Наверняка покойный был злодеем!

Большой белый вазон в греческом стиле. В нем цветочная клумба, как в парке. Здесь покоятся супруги Полонские. Мы полюбовались мраморной ангельской головкой — постамент под ней черный, на его фоне скульптура кажется ослепительной, кипенно-белой. Видно ее издалека.

А это что за прелестное личико? Наташенька Токарева-Ельцова. Восемь лет. На красном граните березки, бабочки.

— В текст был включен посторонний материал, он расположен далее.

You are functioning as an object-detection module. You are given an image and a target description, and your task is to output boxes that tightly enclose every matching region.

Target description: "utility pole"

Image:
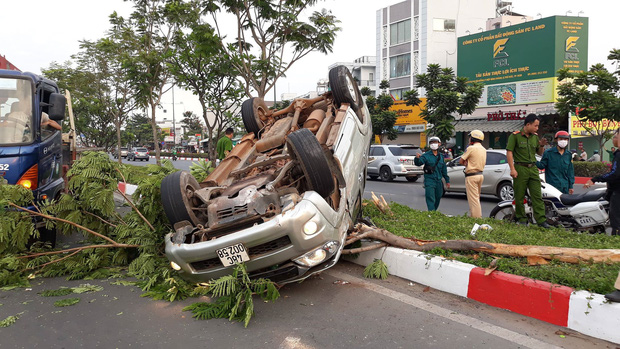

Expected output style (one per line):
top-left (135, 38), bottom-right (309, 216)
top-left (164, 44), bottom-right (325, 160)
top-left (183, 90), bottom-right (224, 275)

top-left (172, 85), bottom-right (177, 149)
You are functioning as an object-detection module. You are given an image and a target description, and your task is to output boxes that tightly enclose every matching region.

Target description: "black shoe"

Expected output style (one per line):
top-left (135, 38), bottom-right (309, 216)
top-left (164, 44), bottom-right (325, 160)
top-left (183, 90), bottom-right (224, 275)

top-left (605, 290), bottom-right (620, 303)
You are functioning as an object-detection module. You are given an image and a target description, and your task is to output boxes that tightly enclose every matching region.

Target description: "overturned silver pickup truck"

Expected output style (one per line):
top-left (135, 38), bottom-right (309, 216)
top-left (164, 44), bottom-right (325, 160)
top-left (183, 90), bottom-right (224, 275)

top-left (161, 66), bottom-right (372, 284)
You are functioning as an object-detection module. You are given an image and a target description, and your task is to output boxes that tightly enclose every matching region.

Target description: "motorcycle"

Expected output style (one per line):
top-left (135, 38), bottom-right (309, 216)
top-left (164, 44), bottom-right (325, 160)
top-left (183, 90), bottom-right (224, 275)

top-left (489, 182), bottom-right (609, 233)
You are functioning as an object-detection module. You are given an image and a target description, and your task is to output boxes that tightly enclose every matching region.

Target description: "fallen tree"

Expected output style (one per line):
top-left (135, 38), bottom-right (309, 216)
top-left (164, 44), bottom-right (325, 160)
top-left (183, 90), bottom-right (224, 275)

top-left (342, 224), bottom-right (620, 263)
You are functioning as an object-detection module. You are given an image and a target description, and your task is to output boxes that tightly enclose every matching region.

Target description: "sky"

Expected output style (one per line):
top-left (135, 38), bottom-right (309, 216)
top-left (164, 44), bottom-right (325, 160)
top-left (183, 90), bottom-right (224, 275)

top-left (0, 0), bottom-right (620, 119)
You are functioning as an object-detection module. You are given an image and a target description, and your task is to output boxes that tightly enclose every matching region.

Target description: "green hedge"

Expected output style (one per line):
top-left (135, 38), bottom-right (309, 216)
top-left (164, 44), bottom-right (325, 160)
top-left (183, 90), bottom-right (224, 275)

top-left (573, 161), bottom-right (609, 177)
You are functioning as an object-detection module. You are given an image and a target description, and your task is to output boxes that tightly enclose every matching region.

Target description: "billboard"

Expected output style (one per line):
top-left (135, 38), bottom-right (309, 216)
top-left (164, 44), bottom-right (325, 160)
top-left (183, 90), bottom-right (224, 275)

top-left (458, 16), bottom-right (588, 87)
top-left (390, 98), bottom-right (426, 125)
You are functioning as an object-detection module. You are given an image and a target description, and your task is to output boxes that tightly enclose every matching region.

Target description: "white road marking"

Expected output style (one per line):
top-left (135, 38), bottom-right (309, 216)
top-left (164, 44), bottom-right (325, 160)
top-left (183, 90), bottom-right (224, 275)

top-left (325, 270), bottom-right (560, 349)
top-left (278, 337), bottom-right (314, 349)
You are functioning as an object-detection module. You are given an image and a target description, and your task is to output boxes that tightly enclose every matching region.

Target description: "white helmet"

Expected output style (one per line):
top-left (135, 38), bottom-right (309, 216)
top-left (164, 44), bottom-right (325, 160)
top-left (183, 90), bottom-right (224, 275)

top-left (428, 136), bottom-right (441, 144)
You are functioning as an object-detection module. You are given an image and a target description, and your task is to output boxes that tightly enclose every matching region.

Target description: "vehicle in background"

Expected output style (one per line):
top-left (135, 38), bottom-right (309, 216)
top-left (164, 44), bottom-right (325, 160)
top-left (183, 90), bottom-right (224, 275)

top-left (444, 149), bottom-right (544, 201)
top-left (368, 144), bottom-right (424, 182)
top-left (0, 70), bottom-right (76, 244)
top-left (161, 66), bottom-right (372, 284)
top-left (127, 148), bottom-right (150, 161)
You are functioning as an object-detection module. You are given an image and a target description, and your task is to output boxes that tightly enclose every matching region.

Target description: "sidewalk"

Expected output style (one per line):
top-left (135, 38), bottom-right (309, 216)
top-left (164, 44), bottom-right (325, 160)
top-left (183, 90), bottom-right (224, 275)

top-left (351, 243), bottom-right (620, 343)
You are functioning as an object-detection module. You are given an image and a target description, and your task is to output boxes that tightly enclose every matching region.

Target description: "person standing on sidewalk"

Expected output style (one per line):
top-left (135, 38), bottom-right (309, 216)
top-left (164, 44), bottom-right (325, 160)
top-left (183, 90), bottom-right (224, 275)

top-left (459, 130), bottom-right (487, 218)
top-left (506, 114), bottom-right (550, 228)
top-left (536, 131), bottom-right (575, 194)
top-left (413, 137), bottom-right (450, 211)
top-left (583, 128), bottom-right (620, 235)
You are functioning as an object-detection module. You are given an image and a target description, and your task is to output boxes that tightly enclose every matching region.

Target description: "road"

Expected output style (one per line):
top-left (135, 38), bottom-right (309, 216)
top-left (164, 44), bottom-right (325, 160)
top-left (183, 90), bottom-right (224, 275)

top-left (114, 158), bottom-right (600, 217)
top-left (0, 262), bottom-right (614, 349)
top-left (0, 156), bottom-right (615, 349)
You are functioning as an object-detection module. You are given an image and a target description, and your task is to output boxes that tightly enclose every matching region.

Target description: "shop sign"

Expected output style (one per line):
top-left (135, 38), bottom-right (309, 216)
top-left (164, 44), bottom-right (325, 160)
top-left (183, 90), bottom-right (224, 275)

top-left (487, 110), bottom-right (527, 121)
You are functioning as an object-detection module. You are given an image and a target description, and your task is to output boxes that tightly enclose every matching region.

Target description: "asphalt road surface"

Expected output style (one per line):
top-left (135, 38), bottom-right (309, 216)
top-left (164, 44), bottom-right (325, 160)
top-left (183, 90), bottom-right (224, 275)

top-left (0, 262), bottom-right (614, 349)
top-left (112, 158), bottom-right (600, 217)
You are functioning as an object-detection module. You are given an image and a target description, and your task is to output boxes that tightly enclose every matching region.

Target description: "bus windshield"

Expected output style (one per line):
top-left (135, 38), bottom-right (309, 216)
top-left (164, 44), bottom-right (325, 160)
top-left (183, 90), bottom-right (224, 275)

top-left (0, 78), bottom-right (34, 145)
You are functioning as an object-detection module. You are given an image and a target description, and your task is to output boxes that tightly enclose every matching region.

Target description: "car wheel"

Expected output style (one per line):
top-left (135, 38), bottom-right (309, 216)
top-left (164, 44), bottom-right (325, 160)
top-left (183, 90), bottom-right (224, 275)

top-left (161, 171), bottom-right (204, 226)
top-left (286, 128), bottom-right (335, 198)
top-left (489, 205), bottom-right (515, 222)
top-left (329, 65), bottom-right (363, 115)
top-left (379, 166), bottom-right (394, 182)
top-left (241, 97), bottom-right (268, 138)
top-left (497, 182), bottom-right (515, 201)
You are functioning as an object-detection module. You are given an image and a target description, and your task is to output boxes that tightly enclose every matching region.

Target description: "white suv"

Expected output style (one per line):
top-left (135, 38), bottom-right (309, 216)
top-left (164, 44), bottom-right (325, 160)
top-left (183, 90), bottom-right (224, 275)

top-left (368, 144), bottom-right (424, 182)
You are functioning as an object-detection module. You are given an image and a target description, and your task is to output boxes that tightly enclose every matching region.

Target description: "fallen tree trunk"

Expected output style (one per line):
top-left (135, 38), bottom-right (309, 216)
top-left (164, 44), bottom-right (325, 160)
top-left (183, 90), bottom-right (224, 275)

top-left (342, 224), bottom-right (620, 263)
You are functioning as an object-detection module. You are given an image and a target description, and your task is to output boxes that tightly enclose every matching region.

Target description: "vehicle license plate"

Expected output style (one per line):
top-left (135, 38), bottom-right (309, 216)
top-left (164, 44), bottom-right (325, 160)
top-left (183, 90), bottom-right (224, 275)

top-left (215, 243), bottom-right (250, 267)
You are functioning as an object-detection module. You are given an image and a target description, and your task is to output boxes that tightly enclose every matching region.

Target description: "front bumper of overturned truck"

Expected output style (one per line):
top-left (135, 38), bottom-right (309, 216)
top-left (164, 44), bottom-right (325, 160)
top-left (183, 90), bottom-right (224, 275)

top-left (165, 191), bottom-right (350, 284)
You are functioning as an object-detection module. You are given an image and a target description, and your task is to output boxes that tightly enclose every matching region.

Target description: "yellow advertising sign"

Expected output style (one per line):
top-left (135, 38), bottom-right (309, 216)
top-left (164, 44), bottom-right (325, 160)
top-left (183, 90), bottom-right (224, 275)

top-left (569, 113), bottom-right (620, 138)
top-left (390, 98), bottom-right (426, 125)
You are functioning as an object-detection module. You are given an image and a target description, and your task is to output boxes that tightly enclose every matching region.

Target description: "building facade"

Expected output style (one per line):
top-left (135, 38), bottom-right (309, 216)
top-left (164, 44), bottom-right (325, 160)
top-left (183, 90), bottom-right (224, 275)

top-left (375, 0), bottom-right (497, 146)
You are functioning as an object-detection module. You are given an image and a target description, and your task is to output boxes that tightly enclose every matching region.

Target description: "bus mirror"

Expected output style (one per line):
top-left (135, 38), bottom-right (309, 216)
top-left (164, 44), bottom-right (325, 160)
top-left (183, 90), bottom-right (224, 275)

top-left (48, 93), bottom-right (67, 121)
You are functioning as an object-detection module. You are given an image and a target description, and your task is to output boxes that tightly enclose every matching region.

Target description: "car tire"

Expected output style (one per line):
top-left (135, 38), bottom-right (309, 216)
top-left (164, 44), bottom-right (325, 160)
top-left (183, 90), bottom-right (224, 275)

top-left (161, 171), bottom-right (204, 226)
top-left (329, 65), bottom-right (363, 115)
top-left (241, 97), bottom-right (268, 138)
top-left (489, 205), bottom-right (516, 222)
top-left (379, 166), bottom-right (394, 182)
top-left (286, 128), bottom-right (335, 198)
top-left (496, 182), bottom-right (515, 201)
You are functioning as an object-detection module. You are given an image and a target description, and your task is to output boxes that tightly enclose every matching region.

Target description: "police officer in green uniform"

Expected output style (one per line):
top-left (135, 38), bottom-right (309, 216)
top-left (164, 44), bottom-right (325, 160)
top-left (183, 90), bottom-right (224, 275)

top-left (506, 114), bottom-right (550, 228)
top-left (536, 131), bottom-right (575, 194)
top-left (413, 137), bottom-right (450, 211)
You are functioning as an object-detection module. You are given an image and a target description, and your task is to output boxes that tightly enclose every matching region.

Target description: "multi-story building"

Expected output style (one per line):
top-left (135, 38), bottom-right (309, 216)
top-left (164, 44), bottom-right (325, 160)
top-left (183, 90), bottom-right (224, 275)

top-left (375, 0), bottom-right (498, 146)
top-left (375, 0), bottom-right (497, 99)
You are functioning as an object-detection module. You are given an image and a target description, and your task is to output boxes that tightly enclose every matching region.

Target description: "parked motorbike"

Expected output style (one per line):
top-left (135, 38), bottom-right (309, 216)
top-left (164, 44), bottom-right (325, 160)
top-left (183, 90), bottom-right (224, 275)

top-left (489, 182), bottom-right (609, 233)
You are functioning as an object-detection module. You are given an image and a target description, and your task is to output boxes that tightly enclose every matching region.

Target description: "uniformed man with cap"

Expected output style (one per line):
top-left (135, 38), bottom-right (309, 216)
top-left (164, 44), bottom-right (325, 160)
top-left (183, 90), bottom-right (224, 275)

top-left (459, 130), bottom-right (487, 218)
top-left (413, 137), bottom-right (450, 211)
top-left (536, 131), bottom-right (575, 194)
top-left (506, 114), bottom-right (550, 228)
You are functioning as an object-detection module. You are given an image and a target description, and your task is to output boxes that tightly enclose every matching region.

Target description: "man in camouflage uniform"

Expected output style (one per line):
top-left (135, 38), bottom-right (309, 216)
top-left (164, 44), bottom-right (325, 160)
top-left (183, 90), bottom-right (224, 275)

top-left (506, 114), bottom-right (550, 228)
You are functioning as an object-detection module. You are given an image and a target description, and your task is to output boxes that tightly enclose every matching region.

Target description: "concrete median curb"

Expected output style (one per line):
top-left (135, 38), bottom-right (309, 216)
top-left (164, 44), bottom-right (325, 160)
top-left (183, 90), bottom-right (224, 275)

top-left (352, 243), bottom-right (620, 343)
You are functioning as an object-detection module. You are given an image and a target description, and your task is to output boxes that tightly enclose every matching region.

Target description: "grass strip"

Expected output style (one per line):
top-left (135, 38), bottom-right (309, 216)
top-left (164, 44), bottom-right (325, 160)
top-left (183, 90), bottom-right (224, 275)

top-left (364, 201), bottom-right (620, 294)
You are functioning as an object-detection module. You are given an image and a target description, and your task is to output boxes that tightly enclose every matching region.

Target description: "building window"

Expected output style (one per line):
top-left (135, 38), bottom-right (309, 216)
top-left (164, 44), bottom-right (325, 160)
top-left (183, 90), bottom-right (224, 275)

top-left (383, 58), bottom-right (388, 80)
top-left (433, 18), bottom-right (456, 32)
top-left (390, 19), bottom-right (411, 45)
top-left (390, 53), bottom-right (411, 78)
top-left (383, 25), bottom-right (387, 47)
top-left (390, 87), bottom-right (410, 100)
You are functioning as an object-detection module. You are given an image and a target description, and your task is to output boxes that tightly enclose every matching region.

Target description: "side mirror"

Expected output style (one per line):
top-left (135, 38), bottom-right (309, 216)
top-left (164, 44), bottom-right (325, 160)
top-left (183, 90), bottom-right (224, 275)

top-left (48, 93), bottom-right (67, 121)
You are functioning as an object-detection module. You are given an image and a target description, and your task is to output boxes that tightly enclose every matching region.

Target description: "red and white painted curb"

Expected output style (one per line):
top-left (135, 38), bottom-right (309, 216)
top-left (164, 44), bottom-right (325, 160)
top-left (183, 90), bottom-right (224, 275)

top-left (353, 243), bottom-right (620, 343)
top-left (118, 182), bottom-right (138, 195)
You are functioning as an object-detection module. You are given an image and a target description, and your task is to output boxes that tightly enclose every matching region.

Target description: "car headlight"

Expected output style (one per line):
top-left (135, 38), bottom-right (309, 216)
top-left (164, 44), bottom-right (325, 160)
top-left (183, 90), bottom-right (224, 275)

top-left (170, 261), bottom-right (181, 270)
top-left (293, 241), bottom-right (340, 267)
top-left (304, 221), bottom-right (319, 235)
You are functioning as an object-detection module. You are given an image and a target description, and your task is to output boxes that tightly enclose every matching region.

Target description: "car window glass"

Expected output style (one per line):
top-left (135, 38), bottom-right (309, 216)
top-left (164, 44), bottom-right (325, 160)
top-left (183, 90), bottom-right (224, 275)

top-left (486, 152), bottom-right (506, 165)
top-left (388, 147), bottom-right (420, 156)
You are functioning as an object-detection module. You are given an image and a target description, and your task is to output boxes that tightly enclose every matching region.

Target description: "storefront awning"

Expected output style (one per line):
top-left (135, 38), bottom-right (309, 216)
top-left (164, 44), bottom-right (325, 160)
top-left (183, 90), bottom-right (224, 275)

top-left (454, 119), bottom-right (523, 132)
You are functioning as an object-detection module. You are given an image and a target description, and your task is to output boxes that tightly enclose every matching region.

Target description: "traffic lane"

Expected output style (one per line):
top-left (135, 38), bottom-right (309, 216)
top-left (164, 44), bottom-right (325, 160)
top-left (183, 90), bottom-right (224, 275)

top-left (0, 261), bottom-right (592, 348)
top-left (110, 155), bottom-right (193, 171)
top-left (363, 178), bottom-right (500, 217)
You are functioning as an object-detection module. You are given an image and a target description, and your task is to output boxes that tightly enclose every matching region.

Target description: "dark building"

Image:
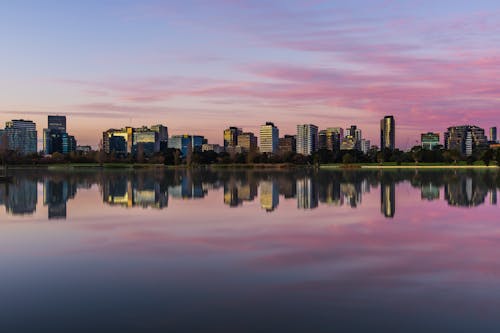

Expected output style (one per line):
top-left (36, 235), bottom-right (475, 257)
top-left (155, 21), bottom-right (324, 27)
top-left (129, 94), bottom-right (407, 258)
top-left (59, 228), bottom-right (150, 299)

top-left (47, 116), bottom-right (66, 132)
top-left (278, 134), bottom-right (297, 153)
top-left (43, 116), bottom-right (76, 155)
top-left (380, 116), bottom-right (396, 150)
top-left (224, 126), bottom-right (243, 148)
top-left (444, 125), bottom-right (487, 156)
top-left (490, 126), bottom-right (498, 143)
top-left (380, 181), bottom-right (396, 218)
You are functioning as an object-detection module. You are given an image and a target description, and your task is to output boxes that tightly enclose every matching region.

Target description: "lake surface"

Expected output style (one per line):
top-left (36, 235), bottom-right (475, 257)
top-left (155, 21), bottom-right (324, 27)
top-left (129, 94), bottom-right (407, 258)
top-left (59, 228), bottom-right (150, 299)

top-left (0, 170), bottom-right (500, 332)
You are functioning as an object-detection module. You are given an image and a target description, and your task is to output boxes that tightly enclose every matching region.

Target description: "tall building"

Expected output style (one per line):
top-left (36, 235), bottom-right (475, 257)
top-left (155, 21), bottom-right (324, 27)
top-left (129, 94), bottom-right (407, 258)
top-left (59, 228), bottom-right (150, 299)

top-left (238, 132), bottom-right (257, 152)
top-left (4, 119), bottom-right (38, 155)
top-left (151, 124), bottom-right (168, 151)
top-left (420, 132), bottom-right (439, 150)
top-left (260, 122), bottom-right (279, 154)
top-left (168, 134), bottom-right (206, 157)
top-left (102, 127), bottom-right (134, 154)
top-left (278, 134), bottom-right (297, 153)
top-left (380, 116), bottom-right (396, 150)
top-left (132, 126), bottom-right (160, 156)
top-left (224, 126), bottom-right (243, 148)
top-left (318, 127), bottom-right (344, 151)
top-left (444, 125), bottom-right (487, 156)
top-left (490, 126), bottom-right (498, 143)
top-left (297, 124), bottom-right (318, 155)
top-left (260, 180), bottom-right (279, 212)
top-left (43, 116), bottom-right (76, 155)
top-left (361, 139), bottom-right (371, 154)
top-left (47, 116), bottom-right (66, 132)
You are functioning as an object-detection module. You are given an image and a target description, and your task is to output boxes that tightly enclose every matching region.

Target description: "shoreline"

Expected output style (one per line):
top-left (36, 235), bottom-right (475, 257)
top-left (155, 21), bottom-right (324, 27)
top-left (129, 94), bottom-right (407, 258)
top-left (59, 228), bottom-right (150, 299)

top-left (1, 163), bottom-right (500, 170)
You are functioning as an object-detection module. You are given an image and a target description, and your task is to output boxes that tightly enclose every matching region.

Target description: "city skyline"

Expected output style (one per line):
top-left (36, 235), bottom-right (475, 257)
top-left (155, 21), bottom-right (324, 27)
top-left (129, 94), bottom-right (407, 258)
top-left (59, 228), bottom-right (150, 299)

top-left (0, 1), bottom-right (500, 149)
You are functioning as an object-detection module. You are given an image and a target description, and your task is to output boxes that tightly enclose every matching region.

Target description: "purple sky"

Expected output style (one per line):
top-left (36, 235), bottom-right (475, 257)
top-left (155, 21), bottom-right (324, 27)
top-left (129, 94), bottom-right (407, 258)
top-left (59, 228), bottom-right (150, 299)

top-left (0, 0), bottom-right (500, 148)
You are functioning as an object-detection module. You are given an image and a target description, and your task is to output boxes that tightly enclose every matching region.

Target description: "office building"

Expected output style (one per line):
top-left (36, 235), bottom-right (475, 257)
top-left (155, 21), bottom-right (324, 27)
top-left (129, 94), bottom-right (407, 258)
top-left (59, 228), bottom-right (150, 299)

top-left (201, 143), bottom-right (224, 154)
top-left (297, 124), bottom-right (318, 156)
top-left (102, 127), bottom-right (134, 154)
top-left (490, 126), bottom-right (498, 143)
top-left (168, 134), bottom-right (206, 157)
top-left (2, 119), bottom-right (38, 155)
top-left (420, 132), bottom-right (439, 150)
top-left (361, 139), bottom-right (371, 154)
top-left (278, 134), bottom-right (297, 153)
top-left (238, 132), bottom-right (257, 152)
top-left (43, 116), bottom-right (76, 155)
top-left (151, 125), bottom-right (168, 152)
top-left (318, 127), bottom-right (344, 151)
top-left (444, 125), bottom-right (487, 156)
top-left (260, 180), bottom-right (279, 212)
top-left (259, 122), bottom-right (279, 154)
top-left (224, 126), bottom-right (242, 148)
top-left (380, 116), bottom-right (396, 150)
top-left (132, 126), bottom-right (160, 156)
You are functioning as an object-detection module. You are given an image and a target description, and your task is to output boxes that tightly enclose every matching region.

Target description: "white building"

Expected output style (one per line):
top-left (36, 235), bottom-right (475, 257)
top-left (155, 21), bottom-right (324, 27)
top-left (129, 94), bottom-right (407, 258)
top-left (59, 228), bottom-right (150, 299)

top-left (297, 124), bottom-right (318, 155)
top-left (259, 122), bottom-right (279, 154)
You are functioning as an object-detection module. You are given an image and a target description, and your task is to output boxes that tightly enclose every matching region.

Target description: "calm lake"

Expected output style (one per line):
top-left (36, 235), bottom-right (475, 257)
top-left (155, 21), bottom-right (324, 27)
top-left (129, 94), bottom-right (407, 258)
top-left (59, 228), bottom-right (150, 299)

top-left (0, 169), bottom-right (500, 333)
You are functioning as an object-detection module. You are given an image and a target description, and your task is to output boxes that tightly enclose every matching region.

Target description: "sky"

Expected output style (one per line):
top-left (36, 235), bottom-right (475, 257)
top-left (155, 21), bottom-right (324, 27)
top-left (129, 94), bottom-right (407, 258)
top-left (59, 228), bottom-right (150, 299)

top-left (0, 0), bottom-right (500, 148)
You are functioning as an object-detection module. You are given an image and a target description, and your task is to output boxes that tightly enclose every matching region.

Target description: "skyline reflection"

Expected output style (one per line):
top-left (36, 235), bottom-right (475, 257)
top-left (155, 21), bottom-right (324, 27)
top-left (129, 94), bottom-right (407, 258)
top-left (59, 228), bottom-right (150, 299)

top-left (0, 170), bottom-right (500, 220)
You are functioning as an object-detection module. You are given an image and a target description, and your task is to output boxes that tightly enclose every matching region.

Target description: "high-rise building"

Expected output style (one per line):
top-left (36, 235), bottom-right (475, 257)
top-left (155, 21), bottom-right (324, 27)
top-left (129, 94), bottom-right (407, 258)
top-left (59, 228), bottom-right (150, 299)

top-left (224, 126), bottom-right (243, 148)
top-left (238, 132), bottom-right (257, 152)
top-left (420, 132), bottom-right (439, 150)
top-left (297, 124), bottom-right (318, 155)
top-left (318, 127), bottom-right (344, 151)
top-left (490, 126), bottom-right (498, 143)
top-left (102, 127), bottom-right (134, 154)
top-left (151, 125), bottom-right (168, 151)
top-left (43, 116), bottom-right (76, 155)
top-left (444, 125), bottom-right (487, 156)
top-left (260, 180), bottom-right (279, 212)
top-left (361, 139), bottom-right (371, 154)
top-left (278, 134), bottom-right (297, 153)
top-left (4, 119), bottom-right (38, 155)
top-left (132, 126), bottom-right (160, 156)
top-left (260, 122), bottom-right (279, 154)
top-left (168, 134), bottom-right (206, 157)
top-left (47, 116), bottom-right (66, 133)
top-left (380, 116), bottom-right (396, 150)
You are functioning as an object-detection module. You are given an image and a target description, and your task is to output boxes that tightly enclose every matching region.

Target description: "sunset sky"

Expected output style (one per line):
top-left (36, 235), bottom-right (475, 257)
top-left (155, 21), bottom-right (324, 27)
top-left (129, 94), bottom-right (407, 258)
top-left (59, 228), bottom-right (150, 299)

top-left (0, 0), bottom-right (500, 148)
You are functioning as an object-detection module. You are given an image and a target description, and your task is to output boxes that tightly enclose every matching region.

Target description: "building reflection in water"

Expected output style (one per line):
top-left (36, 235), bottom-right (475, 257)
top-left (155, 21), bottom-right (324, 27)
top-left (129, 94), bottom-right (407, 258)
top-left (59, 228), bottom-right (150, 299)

top-left (380, 182), bottom-right (396, 218)
top-left (102, 175), bottom-right (170, 208)
top-left (297, 177), bottom-right (318, 209)
top-left (260, 180), bottom-right (279, 212)
top-left (0, 170), bottom-right (500, 219)
top-left (444, 176), bottom-right (488, 207)
top-left (0, 178), bottom-right (38, 215)
top-left (43, 179), bottom-right (77, 220)
top-left (420, 183), bottom-right (440, 201)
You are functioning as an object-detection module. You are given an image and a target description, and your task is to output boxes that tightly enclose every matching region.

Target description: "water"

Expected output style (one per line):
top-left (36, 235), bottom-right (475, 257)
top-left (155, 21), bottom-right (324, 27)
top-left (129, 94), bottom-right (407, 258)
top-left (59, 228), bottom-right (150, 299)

top-left (0, 170), bottom-right (500, 332)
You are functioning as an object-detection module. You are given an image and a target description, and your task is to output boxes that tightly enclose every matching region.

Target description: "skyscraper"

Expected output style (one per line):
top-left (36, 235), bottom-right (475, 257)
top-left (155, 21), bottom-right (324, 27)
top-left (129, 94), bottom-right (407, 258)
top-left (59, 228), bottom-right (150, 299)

top-left (47, 116), bottom-right (66, 133)
top-left (490, 126), bottom-right (498, 143)
top-left (420, 132), bottom-right (439, 150)
top-left (260, 122), bottom-right (279, 154)
top-left (380, 116), bottom-right (396, 150)
top-left (297, 124), bottom-right (318, 155)
top-left (224, 126), bottom-right (243, 148)
top-left (4, 119), bottom-right (38, 155)
top-left (43, 116), bottom-right (76, 155)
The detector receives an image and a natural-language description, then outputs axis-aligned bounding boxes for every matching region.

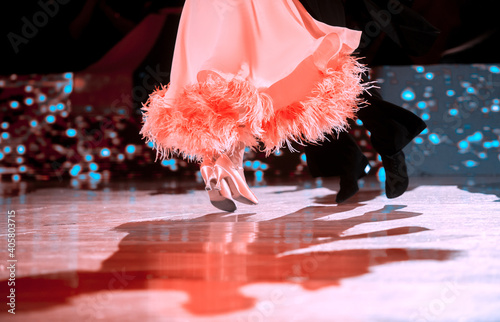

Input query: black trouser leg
[305,132,368,179]
[358,93,427,155]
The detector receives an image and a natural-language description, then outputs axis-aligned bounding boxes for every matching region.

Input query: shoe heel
[215,155,259,205]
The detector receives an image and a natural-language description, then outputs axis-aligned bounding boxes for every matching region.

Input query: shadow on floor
[0,203,459,320]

Внизу четверостишие:

Не сгладит время Твой глубокий след. Все в мире есть, Забвенья только нет.

Танька зачитала строчки вслух.

— Хорошие стихи…

— Эпитафия.

А это и не головка вовсе на высокой стеле. Это урна, накрытая траурным покрывалом. Здесь похоронен художник. Так и написано: заслуженный деятель культуры РСФСР. Интересно, что он рисовал?..

Здравствуй, Леночка Колокольцева. Добрый день, Иван Евграфович Азарянский. Как у вас дела? Вижу, вам покрасили ограду. Так гораздо лучше. Голубой вам идет. Я коснулась рукой холодного металла. Так странно, ограждения напоминают детские манежи; пластмассовые цветы — игрушки! — только усиливают сходство.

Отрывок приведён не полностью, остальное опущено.